Lastly is the mental toughness component. There are few things that are more difficult than standing alone on a tennis court during a singles match and maintaining composure while also having to endure the physical challenges of the game of tennis. As we know, especially in the game of singles, there is no one else out there to pick up the slack … it simply demands the component of mental toughness. This is compounded in a high school team environment when others are depending upon you. Wearing your school colors and being an ambassador of your educational institution is a trait that college coaches covet. Being exposed to big points with your teammates and coaches watching is a true learning experience and can prepare a student to perform in the bigger moments in life.
I am not going to write and say that I discount all high level tennis players who have not played high school varsity tennis. I will say that it is a huge red flag. I can assure you I have had a few players who played only USTA tournaments and did not participate on their high school team. It is a significant minority though. Those who do not come with a team background in high school tend to adjust slower to the rigors of collegiate tennis. The travel, the practice and not playing on your own terms is something that not all players can handle. Certainly those players who have no team background adjust slower.

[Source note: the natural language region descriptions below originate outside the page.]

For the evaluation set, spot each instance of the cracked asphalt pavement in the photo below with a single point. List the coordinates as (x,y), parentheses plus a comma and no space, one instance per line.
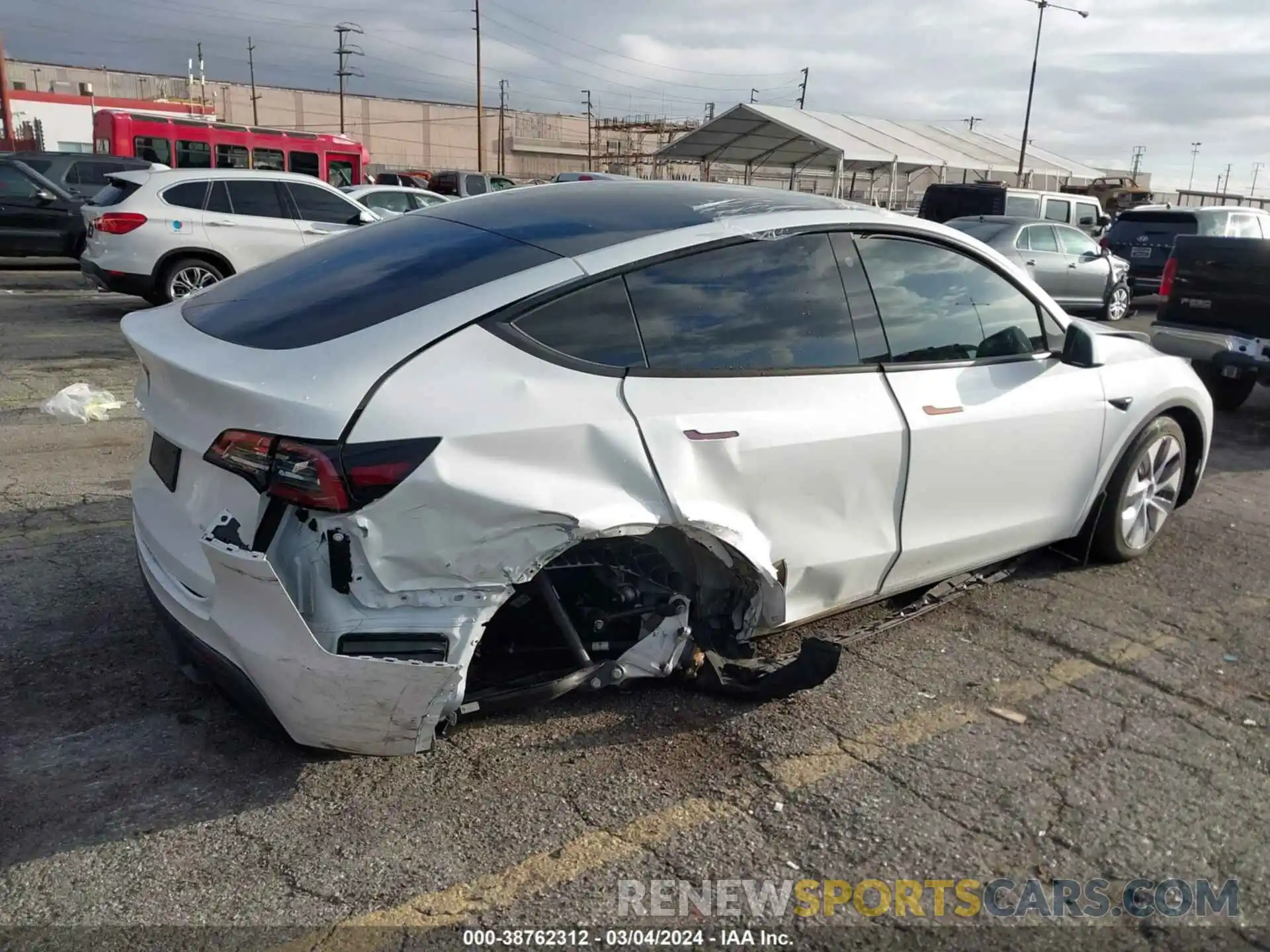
(140,810)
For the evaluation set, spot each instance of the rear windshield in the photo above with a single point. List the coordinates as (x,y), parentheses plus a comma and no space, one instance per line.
(352,282)
(982,230)
(114,192)
(1162,225)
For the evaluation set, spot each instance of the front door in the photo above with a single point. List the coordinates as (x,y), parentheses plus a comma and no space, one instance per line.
(248,221)
(761,422)
(1089,270)
(1046,260)
(1005,441)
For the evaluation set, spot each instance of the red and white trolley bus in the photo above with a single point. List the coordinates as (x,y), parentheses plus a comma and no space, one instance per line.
(193,143)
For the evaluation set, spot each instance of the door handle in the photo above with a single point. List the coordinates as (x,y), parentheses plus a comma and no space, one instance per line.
(698,436)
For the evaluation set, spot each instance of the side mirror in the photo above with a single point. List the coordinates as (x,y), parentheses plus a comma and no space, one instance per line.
(1080,347)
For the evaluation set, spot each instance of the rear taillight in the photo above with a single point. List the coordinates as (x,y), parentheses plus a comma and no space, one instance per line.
(318,475)
(120,222)
(1166,280)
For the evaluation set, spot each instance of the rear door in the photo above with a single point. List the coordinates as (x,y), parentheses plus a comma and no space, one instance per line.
(321,212)
(1046,260)
(249,221)
(1087,270)
(1005,440)
(761,418)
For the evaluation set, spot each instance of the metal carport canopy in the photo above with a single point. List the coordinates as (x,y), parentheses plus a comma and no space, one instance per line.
(757,135)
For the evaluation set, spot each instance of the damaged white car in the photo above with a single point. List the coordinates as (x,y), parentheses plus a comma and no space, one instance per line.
(563,438)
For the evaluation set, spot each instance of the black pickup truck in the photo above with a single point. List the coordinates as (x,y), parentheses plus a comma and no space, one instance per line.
(1217,313)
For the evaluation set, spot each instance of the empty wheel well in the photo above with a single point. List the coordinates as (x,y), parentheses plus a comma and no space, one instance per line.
(205,254)
(615,590)
(1194,432)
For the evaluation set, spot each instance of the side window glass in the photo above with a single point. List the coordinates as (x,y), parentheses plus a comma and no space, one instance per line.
(1076,243)
(940,305)
(761,305)
(1042,239)
(257,198)
(593,324)
(318,205)
(187,194)
(1057,210)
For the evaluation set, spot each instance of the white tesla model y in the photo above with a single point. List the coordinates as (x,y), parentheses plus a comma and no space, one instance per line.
(552,438)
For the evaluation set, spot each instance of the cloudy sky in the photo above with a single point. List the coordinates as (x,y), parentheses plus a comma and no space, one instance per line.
(1160,74)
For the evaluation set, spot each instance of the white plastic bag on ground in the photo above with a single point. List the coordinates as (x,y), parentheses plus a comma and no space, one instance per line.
(81,403)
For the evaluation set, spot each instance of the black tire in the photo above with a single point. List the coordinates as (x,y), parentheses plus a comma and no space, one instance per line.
(171,280)
(1111,542)
(1118,303)
(1228,393)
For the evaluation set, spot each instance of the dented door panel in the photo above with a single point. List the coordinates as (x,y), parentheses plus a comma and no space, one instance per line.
(807,469)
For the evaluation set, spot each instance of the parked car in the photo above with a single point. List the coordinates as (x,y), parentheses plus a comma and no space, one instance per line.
(462,184)
(1217,313)
(1146,237)
(1071,266)
(944,202)
(593,177)
(80,175)
(390,201)
(499,451)
(37,218)
(163,235)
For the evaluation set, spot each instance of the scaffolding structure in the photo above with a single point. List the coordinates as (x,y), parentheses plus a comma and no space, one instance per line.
(628,145)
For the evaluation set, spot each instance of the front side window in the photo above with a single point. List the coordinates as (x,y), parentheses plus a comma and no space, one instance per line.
(187,194)
(267,159)
(1076,243)
(761,305)
(593,324)
(1023,206)
(257,198)
(940,305)
(193,155)
(153,149)
(1058,210)
(318,205)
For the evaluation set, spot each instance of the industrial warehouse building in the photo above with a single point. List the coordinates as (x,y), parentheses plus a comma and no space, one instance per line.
(876,160)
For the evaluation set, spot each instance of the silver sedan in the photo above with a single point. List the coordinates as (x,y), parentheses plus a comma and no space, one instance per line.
(1078,273)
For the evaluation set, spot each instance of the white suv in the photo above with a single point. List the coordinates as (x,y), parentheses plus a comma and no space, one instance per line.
(163,235)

Some top tier USTA tennis players will say the competition in high school is not as great as in USTA tournaments. In many cases, that could be true. So what? You get to put your school ahead of yourself. If you are good enough, you will play in the individual county and state championships against the best talent in the region with your school colors shown to spectators. Conference championships, and high school individual championships will provide you with the accolades in your community helping you to stand out. USTA tournaments come and go, there are tournaments to register for all-yearlong almost every weekend.
Your high school team activities last but two to three months for just four years of your school career. That’s a blink of the eye in the grand scheme of things. Your school is bigger than you are! Represent your high school with pride! Bring attention to the game of tennis and bring trophies back to the school for your classmates, coaches and administration to enjoy. Your USTA win is yours; nobody else’s, but in a week, people forget about it.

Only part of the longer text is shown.